Sunday, October 17, 2010

Can top earners really afford elimination of Bush tax cuts?

Last month's Census data showed the widest income gap ever between the most and least affluent in the U.S.  This also confirms recent IRS data showing the greatest income disparity since the Great Depression.  Why then *DID* Congress recess without eliminating the Bush tax cuts for the top 3% of U.S. income earners, families earning more than $250k/year?  Based on this past year's tax returns, scrapping the Bush tax cuts would realize another $700 billion over the next decade.

"Trickle down" apologists claim those income earners in the top 3% will cut jobs or be unable to grow businesses unless the marginal tax rate stays at 35% instead of increasing to 39.6%, same as it was in the prosperous 1990's.  But what happened to all the job growth since we've been at the 35% marginal tax rate?  According to the Institute for Policy Studies, in 1980 the CEO to worker average pay ratio was 30-1.  As of 2009 that ratio had grown to 263-1, yet as the Census shows, the burden of the Great Recession has fallen mostly on those at the bottom of the employment chain.  In 2009 we had the largest number of U.S. citizens, 43.6 million, living in poverty in the 51 years that poverty has been measured along with the highest poverty rate, 14.3%, since 1998.  Millions more would have been in poverty without the cash safety net: the expansion of unemployment insurance kept 3.3 million out of poverty.

While incomes at the top have soared, Congress has gone in the opposite direction by cutting tax rates on the top earners.  The highest tax rate was 70% in 1980, as compared with 35% today.  Recent census & IRS data clearly shows our country's movement towards a wealth-concentrated feudal society is just being stoked by our existing tax structure.

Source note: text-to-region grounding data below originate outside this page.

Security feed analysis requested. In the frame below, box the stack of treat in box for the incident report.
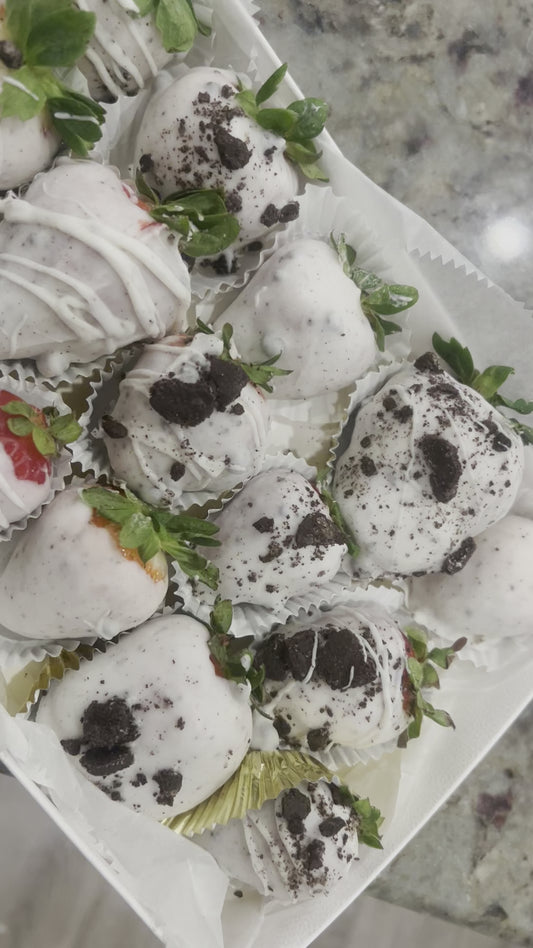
[0,0,533,902]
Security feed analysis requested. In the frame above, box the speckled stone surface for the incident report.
[255,0,533,945]
[259,0,533,301]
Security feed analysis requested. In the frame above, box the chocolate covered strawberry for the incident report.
[0,487,216,640]
[0,0,104,191]
[255,603,463,752]
[75,0,210,102]
[0,389,81,530]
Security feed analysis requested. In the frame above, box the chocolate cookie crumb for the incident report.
[170,461,185,481]
[418,435,462,504]
[80,747,135,777]
[307,724,329,750]
[294,512,344,549]
[361,454,378,477]
[102,415,128,440]
[259,204,279,227]
[61,738,81,757]
[153,769,183,806]
[281,788,311,821]
[305,839,326,872]
[252,517,274,533]
[82,697,139,749]
[414,352,443,373]
[318,816,346,837]
[213,125,252,171]
[278,201,300,224]
[442,537,476,576]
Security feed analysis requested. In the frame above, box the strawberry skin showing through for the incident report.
[0,392,51,484]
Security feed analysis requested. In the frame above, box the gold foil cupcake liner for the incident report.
[0,374,87,544]
[163,751,333,836]
[1,645,102,715]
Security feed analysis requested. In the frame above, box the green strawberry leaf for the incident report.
[80,487,218,589]
[0,66,46,122]
[22,4,96,69]
[398,626,460,747]
[235,63,328,181]
[207,597,265,710]
[332,784,384,849]
[255,63,288,105]
[204,320,292,393]
[432,332,533,444]
[7,416,33,438]
[46,88,105,158]
[0,399,82,457]
[316,472,361,559]
[139,171,240,257]
[331,234,418,352]
[287,99,328,144]
[31,425,57,457]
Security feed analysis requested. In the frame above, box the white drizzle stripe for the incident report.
[0,196,187,337]
[0,253,124,341]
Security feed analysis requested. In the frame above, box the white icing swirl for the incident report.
[334,366,524,576]
[264,603,409,752]
[37,615,252,820]
[105,334,269,504]
[0,161,190,375]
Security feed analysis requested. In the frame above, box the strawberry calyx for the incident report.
[0,391,82,484]
[80,487,219,589]
[398,626,466,747]
[207,596,268,717]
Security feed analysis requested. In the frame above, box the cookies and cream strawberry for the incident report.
[0,488,168,640]
[75,0,172,102]
[408,513,533,667]
[0,0,103,192]
[333,353,524,575]
[135,66,298,243]
[255,603,456,753]
[200,780,359,903]
[0,159,191,377]
[203,469,346,609]
[37,615,252,820]
[215,238,377,398]
[102,333,269,505]
[0,379,81,531]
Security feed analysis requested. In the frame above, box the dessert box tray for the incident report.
[0,0,533,948]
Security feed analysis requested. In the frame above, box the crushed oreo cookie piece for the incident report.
[82,697,140,748]
[418,435,463,504]
[294,511,344,549]
[213,125,252,171]
[102,415,128,440]
[153,769,183,806]
[80,746,135,777]
[442,537,476,576]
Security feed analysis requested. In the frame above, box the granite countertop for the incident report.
[259,0,533,945]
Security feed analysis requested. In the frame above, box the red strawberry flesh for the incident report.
[0,391,51,484]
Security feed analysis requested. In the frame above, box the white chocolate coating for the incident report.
[0,160,190,376]
[209,469,346,609]
[105,334,269,505]
[215,238,377,398]
[135,66,298,243]
[75,0,172,102]
[258,604,409,752]
[0,488,168,640]
[195,780,359,903]
[408,514,533,657]
[0,444,51,528]
[37,615,252,820]
[334,358,524,575]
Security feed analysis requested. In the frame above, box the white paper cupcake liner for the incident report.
[171,455,366,640]
[0,374,84,545]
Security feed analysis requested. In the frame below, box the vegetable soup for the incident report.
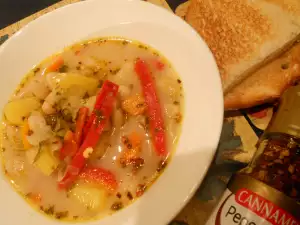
[1,38,184,220]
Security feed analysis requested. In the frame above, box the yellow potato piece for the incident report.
[70,184,107,211]
[34,146,59,176]
[4,97,41,125]
[52,73,98,95]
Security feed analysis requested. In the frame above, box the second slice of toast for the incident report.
[186,0,300,93]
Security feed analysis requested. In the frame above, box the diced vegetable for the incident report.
[4,97,41,125]
[52,73,98,95]
[34,146,59,176]
[59,80,118,188]
[79,167,118,192]
[59,130,78,160]
[70,184,107,211]
[43,56,64,75]
[122,95,147,116]
[25,146,40,164]
[154,60,165,71]
[22,119,32,150]
[120,132,144,167]
[26,193,42,204]
[27,111,52,146]
[135,59,168,156]
[74,107,89,147]
[112,109,124,130]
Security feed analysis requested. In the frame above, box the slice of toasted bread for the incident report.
[186,0,300,94]
[224,43,300,110]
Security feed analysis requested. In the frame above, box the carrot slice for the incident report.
[79,167,118,192]
[135,59,168,156]
[58,80,119,188]
[44,56,64,74]
[22,119,32,150]
[59,130,78,160]
[74,107,89,147]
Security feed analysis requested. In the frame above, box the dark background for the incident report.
[0,0,60,29]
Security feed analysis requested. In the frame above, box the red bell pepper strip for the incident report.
[59,130,78,160]
[58,80,119,188]
[83,80,119,137]
[155,60,165,71]
[74,107,89,147]
[79,167,118,192]
[134,59,168,156]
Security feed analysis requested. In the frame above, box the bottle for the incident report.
[206,86,300,225]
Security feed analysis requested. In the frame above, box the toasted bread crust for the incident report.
[224,43,300,110]
[185,0,300,94]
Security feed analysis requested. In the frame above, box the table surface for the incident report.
[0,0,272,225]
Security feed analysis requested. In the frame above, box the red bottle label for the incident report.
[235,189,300,225]
[206,189,300,225]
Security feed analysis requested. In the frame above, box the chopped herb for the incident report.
[127,191,133,201]
[83,92,90,99]
[145,117,149,125]
[122,136,129,145]
[116,192,122,198]
[138,45,148,50]
[25,192,32,198]
[111,202,124,211]
[94,109,105,124]
[58,64,69,73]
[98,80,103,88]
[110,68,120,75]
[131,157,145,172]
[174,113,182,123]
[43,205,54,215]
[45,114,58,130]
[33,67,41,73]
[281,63,289,70]
[55,211,69,219]
[136,184,147,197]
[136,103,145,108]
[156,160,168,172]
[61,109,73,122]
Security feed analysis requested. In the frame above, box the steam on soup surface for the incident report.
[1,38,183,220]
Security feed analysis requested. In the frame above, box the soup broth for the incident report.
[1,38,183,220]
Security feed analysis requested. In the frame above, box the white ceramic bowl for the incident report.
[0,0,223,225]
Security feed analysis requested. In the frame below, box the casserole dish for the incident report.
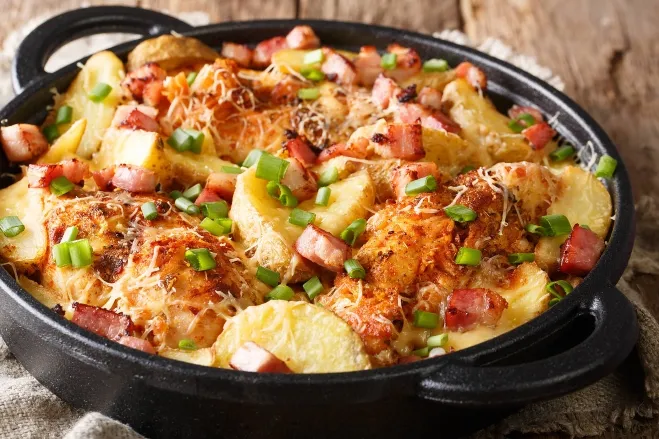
[0,7,638,437]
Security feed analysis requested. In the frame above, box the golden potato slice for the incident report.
[214,300,371,373]
[126,35,220,72]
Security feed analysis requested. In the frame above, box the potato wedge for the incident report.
[214,300,371,373]
[126,34,220,72]
[0,177,47,273]
[37,118,87,163]
[48,51,124,159]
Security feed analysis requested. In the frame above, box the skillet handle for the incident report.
[12,6,193,93]
[417,282,638,407]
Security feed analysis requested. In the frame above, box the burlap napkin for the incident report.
[0,13,659,439]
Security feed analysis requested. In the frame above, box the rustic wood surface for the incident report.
[0,0,659,438]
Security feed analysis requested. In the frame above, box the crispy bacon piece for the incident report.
[281,157,318,201]
[286,25,320,49]
[444,288,508,331]
[455,61,487,90]
[112,165,158,193]
[375,123,426,160]
[229,341,293,373]
[522,122,556,150]
[417,87,442,110]
[384,43,421,82]
[293,224,352,273]
[560,224,604,276]
[354,46,383,87]
[117,335,156,355]
[221,43,254,67]
[317,137,369,163]
[391,162,439,200]
[121,62,167,107]
[320,49,357,85]
[27,159,90,188]
[252,37,288,67]
[205,172,238,201]
[284,137,317,167]
[371,75,401,109]
[71,302,135,341]
[508,105,544,123]
[0,123,48,162]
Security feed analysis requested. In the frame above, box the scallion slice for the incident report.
[595,155,618,178]
[414,309,439,329]
[455,247,481,266]
[265,285,295,301]
[302,276,323,300]
[256,265,281,287]
[88,82,112,103]
[341,218,366,246]
[50,175,74,197]
[55,105,73,125]
[185,248,217,271]
[343,259,366,279]
[405,175,437,195]
[0,215,25,238]
[444,204,478,223]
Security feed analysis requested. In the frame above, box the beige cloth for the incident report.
[0,7,659,439]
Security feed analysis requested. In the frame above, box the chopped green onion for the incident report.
[174,197,200,215]
[201,200,229,219]
[256,154,290,183]
[341,218,366,246]
[55,105,73,125]
[66,239,93,268]
[426,333,448,348]
[303,49,325,65]
[380,53,398,70]
[220,166,244,174]
[242,149,266,168]
[549,145,574,162]
[540,215,572,236]
[316,186,332,206]
[88,82,112,103]
[414,309,439,329]
[53,242,71,267]
[256,265,281,287]
[444,204,478,223]
[185,72,197,86]
[508,253,535,265]
[0,215,25,238]
[183,183,201,201]
[50,175,74,197]
[405,175,437,195]
[423,58,449,72]
[178,338,197,351]
[302,276,323,300]
[265,285,295,301]
[43,124,59,143]
[455,247,481,266]
[297,87,320,101]
[318,166,339,187]
[288,208,316,227]
[185,248,217,271]
[343,259,366,279]
[595,155,618,178]
[60,226,78,242]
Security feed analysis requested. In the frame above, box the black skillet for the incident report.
[0,7,638,437]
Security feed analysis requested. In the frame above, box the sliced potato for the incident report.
[49,51,124,159]
[126,34,220,72]
[37,118,87,163]
[214,300,371,373]
[0,177,47,273]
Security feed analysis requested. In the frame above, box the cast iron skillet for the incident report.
[0,7,638,437]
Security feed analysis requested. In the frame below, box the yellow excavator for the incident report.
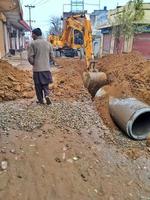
[49,15,107,97]
[49,15,94,67]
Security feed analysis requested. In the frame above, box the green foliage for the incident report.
[113,0,144,40]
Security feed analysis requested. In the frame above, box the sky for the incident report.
[20,0,150,33]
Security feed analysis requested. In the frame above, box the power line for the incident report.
[25,5,35,29]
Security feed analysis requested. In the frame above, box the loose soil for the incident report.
[0,54,150,200]
[95,52,150,132]
[0,60,35,101]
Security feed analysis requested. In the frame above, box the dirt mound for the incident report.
[50,58,90,101]
[0,60,34,101]
[95,52,150,128]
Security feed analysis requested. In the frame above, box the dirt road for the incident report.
[0,54,150,200]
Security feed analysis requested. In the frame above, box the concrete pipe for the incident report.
[83,72,107,97]
[109,97,150,140]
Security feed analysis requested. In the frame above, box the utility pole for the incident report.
[25,5,35,29]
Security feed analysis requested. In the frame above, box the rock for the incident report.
[8,75,16,82]
[14,84,21,92]
[1,160,8,170]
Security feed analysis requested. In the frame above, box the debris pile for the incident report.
[0,60,34,101]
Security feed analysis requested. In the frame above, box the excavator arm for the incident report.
[61,15,94,68]
[49,15,94,68]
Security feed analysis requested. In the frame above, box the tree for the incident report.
[113,0,144,53]
[49,16,62,35]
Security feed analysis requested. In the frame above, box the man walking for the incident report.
[28,28,53,105]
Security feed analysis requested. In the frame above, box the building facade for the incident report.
[97,3,150,58]
[0,0,30,58]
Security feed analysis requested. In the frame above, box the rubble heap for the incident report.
[0,60,34,101]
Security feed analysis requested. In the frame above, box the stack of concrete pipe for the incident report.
[109,97,150,140]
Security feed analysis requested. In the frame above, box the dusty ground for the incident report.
[0,52,150,200]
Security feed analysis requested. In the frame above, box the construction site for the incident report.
[0,1,150,200]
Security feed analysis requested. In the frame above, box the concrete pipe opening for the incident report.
[127,108,150,140]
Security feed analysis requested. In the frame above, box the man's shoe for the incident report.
[45,96,52,105]
[36,101,44,104]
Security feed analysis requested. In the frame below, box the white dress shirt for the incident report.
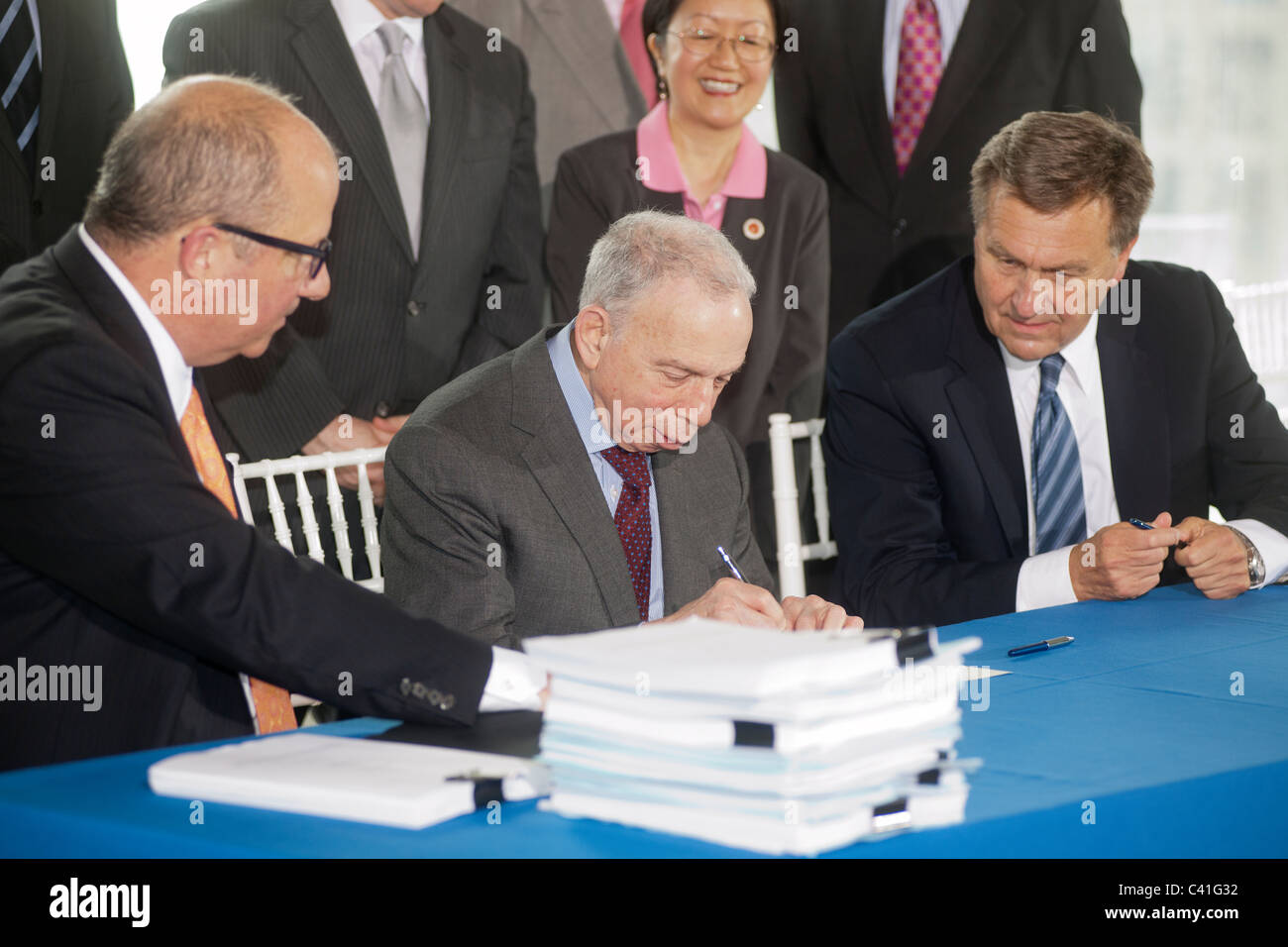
[881,0,970,119]
[77,225,546,720]
[331,0,429,120]
[997,307,1288,612]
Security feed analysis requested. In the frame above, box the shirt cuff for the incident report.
[480,647,546,714]
[1227,519,1288,588]
[1015,546,1078,612]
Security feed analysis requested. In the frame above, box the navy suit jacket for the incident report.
[163,0,545,460]
[0,231,492,770]
[823,257,1288,625]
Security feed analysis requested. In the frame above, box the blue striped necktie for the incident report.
[0,0,40,180]
[1033,353,1087,553]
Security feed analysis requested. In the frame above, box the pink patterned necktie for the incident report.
[600,445,653,621]
[890,0,944,177]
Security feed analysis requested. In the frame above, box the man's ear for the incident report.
[179,224,226,279]
[572,305,613,371]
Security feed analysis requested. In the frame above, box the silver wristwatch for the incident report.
[1228,526,1266,588]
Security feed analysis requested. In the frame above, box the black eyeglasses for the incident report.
[215,224,332,279]
[669,26,778,61]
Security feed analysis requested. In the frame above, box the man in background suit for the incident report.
[381,211,862,648]
[823,112,1288,625]
[0,0,134,273]
[164,0,544,507]
[451,0,652,214]
[0,77,540,770]
[776,0,1141,338]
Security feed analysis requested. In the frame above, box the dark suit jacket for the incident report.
[823,258,1288,625]
[451,0,645,193]
[0,0,134,273]
[380,327,773,648]
[0,232,490,768]
[164,0,544,460]
[776,0,1141,339]
[546,129,828,552]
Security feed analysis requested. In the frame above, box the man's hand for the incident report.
[662,579,791,631]
[301,415,408,504]
[1176,517,1252,598]
[783,595,863,631]
[1069,513,1179,601]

The idea that a 4.6% increase in the marginal tax rate on the wealthiest U.S. citizens will somehow eliminate jobs is unsupported by any credible evidence.  In fact, given the significant rise in disparity between average CEO vs. worker pay and the increase in U.S. citizens living in poverty, it appears the tax cuts merely allowed top earners to simply keep more of their income.  If the intent of the tax cuts was to create jobs, that memo evidently never reached CEO's desks, or they simply deleted the email thinking it was SPAM.

Corporate America gets rewarded for 1 thing: keeping Investors and Majority Shareholders happy.  And the easiest way to keep Investors and Shareholders happy is by keeping conservative in all business ventures, not taking risk, and reducing costs by workforce reduction or keeping workforce numbers steady.  If CEO's were creating jobs and helping get our economy back on the road to recovery through job creation I'd be all for keeping the Bush tax cuts.  Profits continue to increase while job creation does not.  I advocate we eliminate the Bush tax cuts and require our government use the extra tax income to directly create more jobs.  I also challenge CEO's, Investors and Stockholders to consider short term profit pain to help the economy grow such that the long term gain will be even better when the economy recovers.

I have no doubt some (many?) will disagree with my stance to eliminate the Bush tax cuts.  I ask this question in response: since the tax cuts clearly haven't led to economic growth or jobs creation and in fact we've seen an increase in workforce reduction, how could we guarantee top earners create significant job growth if we keep the Bush tax cuts in place?